What is envisaged is there should be “a broad correspondence” between the total revenue exacted by the operator from tariffs for access and the amount of revenues it requires for maintenance, operation and development of the transmission system, he said. He described as “clearly unfounded” arguments BGE would infringe European law by conduct amounting to “margins squeeze”.
While some details of the proposed regime have yet to be finalised, the regulator had reached final conclusions as to how the existing transmisison regime will be reformed, he noted. The Shannon companies claimed those conclusions meant it, and the prodcuers on the Corrib gas pipeline, would be discriminated against in favour of shippers importing from the UK.
The conclusions include ending the current distinction, for tariff purposes, between onshore assets and offshore interconnectors and by adopting a particular methodology as the future basis for entry point tariff calculation.
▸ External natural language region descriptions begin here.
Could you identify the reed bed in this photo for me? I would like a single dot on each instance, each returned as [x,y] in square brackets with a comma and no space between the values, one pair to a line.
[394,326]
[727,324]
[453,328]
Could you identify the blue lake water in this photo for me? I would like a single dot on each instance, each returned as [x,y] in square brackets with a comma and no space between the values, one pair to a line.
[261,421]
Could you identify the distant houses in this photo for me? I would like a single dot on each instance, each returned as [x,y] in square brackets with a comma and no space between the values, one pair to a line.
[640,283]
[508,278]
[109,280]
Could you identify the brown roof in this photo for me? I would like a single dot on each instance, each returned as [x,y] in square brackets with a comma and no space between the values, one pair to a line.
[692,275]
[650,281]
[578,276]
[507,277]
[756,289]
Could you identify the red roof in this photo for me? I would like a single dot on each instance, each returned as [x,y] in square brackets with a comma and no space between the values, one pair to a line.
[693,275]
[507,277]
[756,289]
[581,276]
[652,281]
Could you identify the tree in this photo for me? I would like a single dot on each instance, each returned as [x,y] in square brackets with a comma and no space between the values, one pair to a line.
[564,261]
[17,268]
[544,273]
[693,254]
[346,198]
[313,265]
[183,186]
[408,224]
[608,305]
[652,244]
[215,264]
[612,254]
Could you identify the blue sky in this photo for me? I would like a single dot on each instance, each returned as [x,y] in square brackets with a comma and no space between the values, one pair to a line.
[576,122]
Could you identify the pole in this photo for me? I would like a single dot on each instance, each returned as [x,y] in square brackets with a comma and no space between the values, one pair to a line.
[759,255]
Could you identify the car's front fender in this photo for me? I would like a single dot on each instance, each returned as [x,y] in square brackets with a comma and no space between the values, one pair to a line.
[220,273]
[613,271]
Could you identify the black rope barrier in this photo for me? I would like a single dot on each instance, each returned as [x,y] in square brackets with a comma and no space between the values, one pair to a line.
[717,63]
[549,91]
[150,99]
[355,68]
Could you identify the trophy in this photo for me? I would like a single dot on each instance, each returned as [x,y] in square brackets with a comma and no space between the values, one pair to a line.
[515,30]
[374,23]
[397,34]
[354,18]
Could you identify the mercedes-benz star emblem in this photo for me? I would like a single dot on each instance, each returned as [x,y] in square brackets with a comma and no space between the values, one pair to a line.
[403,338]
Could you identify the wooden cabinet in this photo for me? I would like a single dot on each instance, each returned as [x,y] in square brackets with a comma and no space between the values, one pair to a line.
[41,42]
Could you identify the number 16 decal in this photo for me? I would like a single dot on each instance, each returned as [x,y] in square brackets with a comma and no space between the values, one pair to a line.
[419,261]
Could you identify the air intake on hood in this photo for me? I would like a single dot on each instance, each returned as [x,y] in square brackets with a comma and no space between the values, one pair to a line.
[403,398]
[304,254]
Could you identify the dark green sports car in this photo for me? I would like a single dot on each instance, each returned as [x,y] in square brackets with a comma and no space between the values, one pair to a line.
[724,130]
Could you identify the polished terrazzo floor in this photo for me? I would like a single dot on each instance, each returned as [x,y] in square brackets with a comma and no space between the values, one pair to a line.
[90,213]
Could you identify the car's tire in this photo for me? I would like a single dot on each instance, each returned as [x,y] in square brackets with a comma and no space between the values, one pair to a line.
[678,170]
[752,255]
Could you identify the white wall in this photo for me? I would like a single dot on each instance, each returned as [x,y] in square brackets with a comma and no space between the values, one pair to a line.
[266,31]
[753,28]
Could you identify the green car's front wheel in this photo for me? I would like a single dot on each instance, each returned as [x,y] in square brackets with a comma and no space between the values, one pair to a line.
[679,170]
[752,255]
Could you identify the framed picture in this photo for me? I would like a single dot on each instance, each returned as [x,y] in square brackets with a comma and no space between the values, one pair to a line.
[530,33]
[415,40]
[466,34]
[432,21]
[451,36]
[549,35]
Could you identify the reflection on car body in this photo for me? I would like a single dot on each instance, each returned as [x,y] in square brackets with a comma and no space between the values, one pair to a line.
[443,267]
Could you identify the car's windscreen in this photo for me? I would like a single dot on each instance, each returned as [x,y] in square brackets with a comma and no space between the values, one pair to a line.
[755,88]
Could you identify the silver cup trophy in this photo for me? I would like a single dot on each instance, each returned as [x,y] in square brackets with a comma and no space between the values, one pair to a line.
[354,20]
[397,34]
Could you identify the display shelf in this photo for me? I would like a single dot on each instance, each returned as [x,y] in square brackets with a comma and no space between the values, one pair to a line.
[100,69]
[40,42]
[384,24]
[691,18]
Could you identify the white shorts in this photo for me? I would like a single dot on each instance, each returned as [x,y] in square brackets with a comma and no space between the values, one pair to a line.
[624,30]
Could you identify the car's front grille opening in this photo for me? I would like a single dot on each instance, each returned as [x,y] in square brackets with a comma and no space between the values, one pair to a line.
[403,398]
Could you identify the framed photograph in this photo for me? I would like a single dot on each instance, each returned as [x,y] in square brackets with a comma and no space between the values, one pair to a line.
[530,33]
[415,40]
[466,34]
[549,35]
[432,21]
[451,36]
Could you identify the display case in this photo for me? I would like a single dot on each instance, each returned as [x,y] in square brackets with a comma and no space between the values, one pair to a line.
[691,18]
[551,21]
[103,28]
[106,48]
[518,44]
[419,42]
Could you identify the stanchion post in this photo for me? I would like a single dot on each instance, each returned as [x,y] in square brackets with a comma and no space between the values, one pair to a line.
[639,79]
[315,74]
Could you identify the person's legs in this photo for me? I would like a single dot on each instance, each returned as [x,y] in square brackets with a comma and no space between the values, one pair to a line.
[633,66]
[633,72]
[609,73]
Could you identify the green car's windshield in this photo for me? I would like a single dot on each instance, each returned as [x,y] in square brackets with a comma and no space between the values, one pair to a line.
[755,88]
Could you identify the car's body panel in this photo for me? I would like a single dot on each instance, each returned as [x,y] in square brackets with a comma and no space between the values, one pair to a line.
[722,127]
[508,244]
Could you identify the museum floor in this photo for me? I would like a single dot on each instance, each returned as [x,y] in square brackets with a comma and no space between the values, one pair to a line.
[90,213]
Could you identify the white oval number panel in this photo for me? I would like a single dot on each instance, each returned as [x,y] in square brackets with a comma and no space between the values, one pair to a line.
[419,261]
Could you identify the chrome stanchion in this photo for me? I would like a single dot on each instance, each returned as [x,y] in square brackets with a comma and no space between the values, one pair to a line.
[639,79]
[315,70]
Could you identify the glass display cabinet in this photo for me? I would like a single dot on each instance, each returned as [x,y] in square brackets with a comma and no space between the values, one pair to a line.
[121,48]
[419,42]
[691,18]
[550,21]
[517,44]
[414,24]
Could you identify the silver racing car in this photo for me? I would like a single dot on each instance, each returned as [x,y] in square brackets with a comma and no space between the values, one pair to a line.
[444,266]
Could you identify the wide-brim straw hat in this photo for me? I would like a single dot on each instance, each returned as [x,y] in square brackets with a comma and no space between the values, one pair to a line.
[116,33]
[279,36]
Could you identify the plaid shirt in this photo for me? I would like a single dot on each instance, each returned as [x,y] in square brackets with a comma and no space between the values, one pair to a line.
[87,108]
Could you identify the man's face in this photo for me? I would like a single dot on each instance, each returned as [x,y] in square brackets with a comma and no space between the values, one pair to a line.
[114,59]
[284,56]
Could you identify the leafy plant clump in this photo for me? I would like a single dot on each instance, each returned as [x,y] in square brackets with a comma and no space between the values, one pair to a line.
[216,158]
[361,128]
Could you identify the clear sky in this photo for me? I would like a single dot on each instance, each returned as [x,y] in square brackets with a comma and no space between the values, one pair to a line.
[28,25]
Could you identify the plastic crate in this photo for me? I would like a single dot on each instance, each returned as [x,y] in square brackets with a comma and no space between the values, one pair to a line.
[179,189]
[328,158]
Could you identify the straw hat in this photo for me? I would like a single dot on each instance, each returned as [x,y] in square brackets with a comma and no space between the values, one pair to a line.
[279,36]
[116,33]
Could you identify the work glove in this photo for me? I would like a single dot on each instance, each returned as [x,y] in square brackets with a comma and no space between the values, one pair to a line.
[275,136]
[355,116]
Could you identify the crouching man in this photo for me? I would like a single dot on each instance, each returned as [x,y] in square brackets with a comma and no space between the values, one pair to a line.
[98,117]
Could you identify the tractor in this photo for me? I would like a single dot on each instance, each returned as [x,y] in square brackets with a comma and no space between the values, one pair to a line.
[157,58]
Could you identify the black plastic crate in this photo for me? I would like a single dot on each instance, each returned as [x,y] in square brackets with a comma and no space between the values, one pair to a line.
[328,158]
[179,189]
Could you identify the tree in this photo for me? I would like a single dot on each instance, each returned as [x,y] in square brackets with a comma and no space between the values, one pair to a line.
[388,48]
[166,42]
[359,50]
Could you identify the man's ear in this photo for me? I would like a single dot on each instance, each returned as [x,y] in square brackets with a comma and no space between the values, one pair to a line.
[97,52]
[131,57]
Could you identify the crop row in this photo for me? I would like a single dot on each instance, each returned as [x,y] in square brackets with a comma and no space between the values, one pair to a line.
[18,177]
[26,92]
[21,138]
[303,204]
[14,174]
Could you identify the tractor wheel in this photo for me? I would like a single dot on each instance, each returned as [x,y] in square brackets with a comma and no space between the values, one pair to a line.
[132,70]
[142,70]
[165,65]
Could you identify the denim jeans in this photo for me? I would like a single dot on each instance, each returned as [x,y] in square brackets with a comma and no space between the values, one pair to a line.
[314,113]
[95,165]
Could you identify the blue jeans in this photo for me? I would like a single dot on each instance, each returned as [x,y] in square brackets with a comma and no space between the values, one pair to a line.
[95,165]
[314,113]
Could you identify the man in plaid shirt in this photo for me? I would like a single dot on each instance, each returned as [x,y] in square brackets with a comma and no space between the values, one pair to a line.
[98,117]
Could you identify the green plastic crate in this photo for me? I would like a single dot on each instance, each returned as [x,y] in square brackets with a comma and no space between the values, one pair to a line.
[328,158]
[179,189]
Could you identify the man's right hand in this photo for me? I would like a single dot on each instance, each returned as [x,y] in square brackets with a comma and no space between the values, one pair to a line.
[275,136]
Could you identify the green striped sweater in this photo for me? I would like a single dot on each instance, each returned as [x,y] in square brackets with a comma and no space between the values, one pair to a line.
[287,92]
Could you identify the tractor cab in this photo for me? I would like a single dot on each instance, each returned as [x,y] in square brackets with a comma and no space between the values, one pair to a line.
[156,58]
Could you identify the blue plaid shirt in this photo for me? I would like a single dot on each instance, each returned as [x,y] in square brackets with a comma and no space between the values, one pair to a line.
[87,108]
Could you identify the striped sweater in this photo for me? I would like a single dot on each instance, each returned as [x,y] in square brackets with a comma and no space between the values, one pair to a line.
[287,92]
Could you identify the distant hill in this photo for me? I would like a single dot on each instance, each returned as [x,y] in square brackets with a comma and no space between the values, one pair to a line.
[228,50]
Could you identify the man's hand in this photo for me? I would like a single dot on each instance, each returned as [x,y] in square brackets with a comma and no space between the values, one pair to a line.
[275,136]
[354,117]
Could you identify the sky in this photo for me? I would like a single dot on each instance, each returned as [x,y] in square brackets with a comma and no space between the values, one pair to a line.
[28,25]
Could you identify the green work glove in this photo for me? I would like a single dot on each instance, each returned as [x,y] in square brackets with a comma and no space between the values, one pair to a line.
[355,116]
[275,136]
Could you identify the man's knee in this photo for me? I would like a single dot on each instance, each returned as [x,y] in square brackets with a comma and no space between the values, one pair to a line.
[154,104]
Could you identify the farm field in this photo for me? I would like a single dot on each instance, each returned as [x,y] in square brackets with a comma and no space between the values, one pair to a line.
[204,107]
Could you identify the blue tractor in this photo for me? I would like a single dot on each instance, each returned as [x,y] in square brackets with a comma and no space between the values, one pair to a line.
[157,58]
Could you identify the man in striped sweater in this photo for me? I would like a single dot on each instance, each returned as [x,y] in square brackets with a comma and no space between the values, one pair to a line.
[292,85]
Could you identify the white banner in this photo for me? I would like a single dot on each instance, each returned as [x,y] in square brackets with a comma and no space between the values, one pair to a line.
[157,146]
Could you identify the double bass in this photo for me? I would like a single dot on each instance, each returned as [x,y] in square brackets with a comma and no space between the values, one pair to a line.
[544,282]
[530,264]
The judge noted all natural gas currently distributed within the State for supply originates in off-shore supply sources and the supplies are distributed over an on-shore transmission system or pipeline network belongign to BGE and operated by it through a wholly owned subsidiary, Gaslink.
Through the onshore transmission system, gas is supplied via a ring between the major centres of Dublin, Cork, Limerick and Galway with exit points and distrtibution spurs to other population centres. As of now, natural gas imported from otuside the State arrives at the ring main at two points north of Dublin while a small part of the total supply enters the system from the Kinsale head gas field.
Some 99 per cent of the total supply is imported from the UK through the two undersea interconnectors, running from Moffat in Scotalnd and coming ashore to join the main ring at the two main points at Loughshinny, Co Dublin, and Gormanstown, Co Meath. Another and new source of supply, from the Corrb gas field, is anticipated to become operational in 2015, the judge noted.
A central dispute in the action related to how the two inter-connectors were to be treated for tariff setting purposes and whether the gas delivered through them shoud be treated as entering the BGE systemn at Moffat, as the regulator argued, or at Loughshinny/Gormanstown, as the Shannon applicants contended.
The dispute related to the methodology proposed to be adopted for setting tarfiffs for access to and use of the interconnectors and the legality of treating them as an integral part of the BFE infrastructure rather than as a separate facility, the costs of which must be distinctly accounted for and recovered from those companies using them.
The anticipated effect of the two new sources of supply of natural gas — from the Shannon and Corrib operations — had led to the regulator undertaking a process of research, investigation and industry consultation which led to its June 2012 decision concluding reform of the current regulatory market for the regime was necessary.
Having analysed the evidence and law, the judge rejected arguments the regulator had acted, or proposed to act, unlawfully in the proposed alternations to the manner in which the BGE netowrk and interconnectors are treated for regulatory purposes and the basis upon which the tariffs for use of and access to the infrastructures are fixed.
The regulator was entitled to regard the interconnectors as an integral part of BGE’s transmission infrastructure and to charge a two part tariff for access to that system based on a Long Run Marginal Cost (LMRC) element and a “revenue shortfall” element and not upon actual costs incurred by BGE, he ruled.